Singur and Nandigram


Tehelka reports from Singur and Nandigram, on how the development debate is unfolding in Bengal.

Events in Bengal suggest that one cannot road-roll an economic boom in India. It is idle to get trapped into simple factory vs farm, industry vs agriculture debates. Economic ideas in this country have to be more agile than that. At the height of the Singur and Nandigram unrest, an editorial in The Telegraph said, “History does not offer the option of first obtaining consent then proceeding with industrialisation. Industrialisation must take place, therefore land must be obtained. How it is obtained — with consent or otherwise, is a subject of political management.”

It is this kind of hard position that events in Bengal belie. “Development with a human face” cannot be an empty promise in India.
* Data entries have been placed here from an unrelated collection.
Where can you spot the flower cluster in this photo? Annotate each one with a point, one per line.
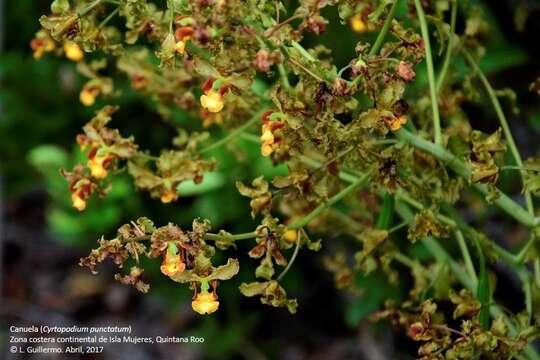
(346, 137)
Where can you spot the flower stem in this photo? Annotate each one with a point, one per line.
(466, 255)
(108, 18)
(234, 237)
(504, 124)
(430, 72)
(440, 254)
(293, 257)
(503, 201)
(384, 30)
(284, 77)
(334, 199)
(449, 48)
(233, 134)
(89, 8)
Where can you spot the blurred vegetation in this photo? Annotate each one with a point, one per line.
(40, 115)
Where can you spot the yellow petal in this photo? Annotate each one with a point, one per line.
(73, 52)
(290, 235)
(205, 303)
(87, 97)
(266, 149)
(168, 196)
(357, 24)
(78, 202)
(212, 101)
(180, 47)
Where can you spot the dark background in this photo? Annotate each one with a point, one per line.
(42, 237)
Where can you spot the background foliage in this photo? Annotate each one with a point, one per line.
(39, 118)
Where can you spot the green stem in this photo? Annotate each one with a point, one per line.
(385, 216)
(334, 199)
(233, 134)
(440, 254)
(466, 255)
(537, 272)
(430, 73)
(89, 8)
(234, 237)
(503, 201)
(450, 47)
(284, 77)
(108, 18)
(292, 259)
(404, 259)
(386, 26)
(504, 124)
(303, 51)
(380, 37)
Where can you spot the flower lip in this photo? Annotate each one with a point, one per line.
(205, 303)
(212, 101)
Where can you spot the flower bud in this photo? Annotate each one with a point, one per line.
(205, 303)
(73, 52)
(78, 202)
(212, 101)
(357, 24)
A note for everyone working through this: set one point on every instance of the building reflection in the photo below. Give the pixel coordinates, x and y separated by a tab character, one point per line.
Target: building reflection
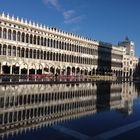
25	107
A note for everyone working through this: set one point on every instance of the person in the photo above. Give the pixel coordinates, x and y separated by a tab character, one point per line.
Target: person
56	76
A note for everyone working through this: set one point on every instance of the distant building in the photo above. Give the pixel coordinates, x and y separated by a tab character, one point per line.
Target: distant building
30	48
130	61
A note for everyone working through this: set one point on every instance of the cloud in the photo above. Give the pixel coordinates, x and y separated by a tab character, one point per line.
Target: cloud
74	19
53	3
68	15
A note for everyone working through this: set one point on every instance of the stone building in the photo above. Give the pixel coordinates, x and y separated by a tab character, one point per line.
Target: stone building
130	61
30	48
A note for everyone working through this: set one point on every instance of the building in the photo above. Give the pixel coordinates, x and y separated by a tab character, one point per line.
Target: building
130	61
30	48
27	107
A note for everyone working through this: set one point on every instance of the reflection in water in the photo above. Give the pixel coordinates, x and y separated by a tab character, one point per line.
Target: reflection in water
25	107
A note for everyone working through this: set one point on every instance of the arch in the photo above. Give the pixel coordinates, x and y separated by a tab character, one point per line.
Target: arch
32	69
58	70
6	68
34	54
27	53
15	68
9	50
45	42
4	49
0	32
34	39
31	39
41	54
60	57
9	34
30	53
56	56
14	35
46	69
14	50
18	52
23	37
48	42
77	70
27	38
54	59
52	69
45	55
38	54
42	41
38	40
51	55
22	52
24	68
5	33
39	70
68	70
48	56
18	36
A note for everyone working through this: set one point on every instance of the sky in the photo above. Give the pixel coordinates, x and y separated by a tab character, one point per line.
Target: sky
104	20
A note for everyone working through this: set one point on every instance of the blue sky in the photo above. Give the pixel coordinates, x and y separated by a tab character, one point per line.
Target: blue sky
106	20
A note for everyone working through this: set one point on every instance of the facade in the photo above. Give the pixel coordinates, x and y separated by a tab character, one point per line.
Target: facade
130	61
27	107
30	48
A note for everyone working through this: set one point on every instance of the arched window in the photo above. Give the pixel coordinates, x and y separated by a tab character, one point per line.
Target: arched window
23	37
48	56
57	57
38	54
9	34
44	55
4	33
60	45
4	49
54	44
31	39
48	42
41	41
30	53
54	57
35	39
14	35
51	56
57	46
18	36
41	54
51	43
0	49
9	50
22	52
27	38
0	32
34	53
18	52
14	51
38	40
45	41
27	53
60	57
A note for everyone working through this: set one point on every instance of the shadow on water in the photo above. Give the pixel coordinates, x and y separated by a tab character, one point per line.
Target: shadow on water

Human faces have an uncomfortable way of asserting themselves. Two weeks after Nandigram erupted, around 150 activist groups from far flung corners of India gathered at Gandhi’s ashram in Sevagram, near Nagpur. They had come to share experiences. More significantly, they had come to merge causes. In other parts of India, groups much more militant than these are also making common cause. Their grievances are very similar: they demand democratic process. Consultation. Consent. Participation. And most of all, an effort for equitable growth.

That is the fundamental question the people of Nandigram and Singur have thrown up. Does development in India have to have only one face? Or can we find the courage of imagination to understand that wealth can have different natures?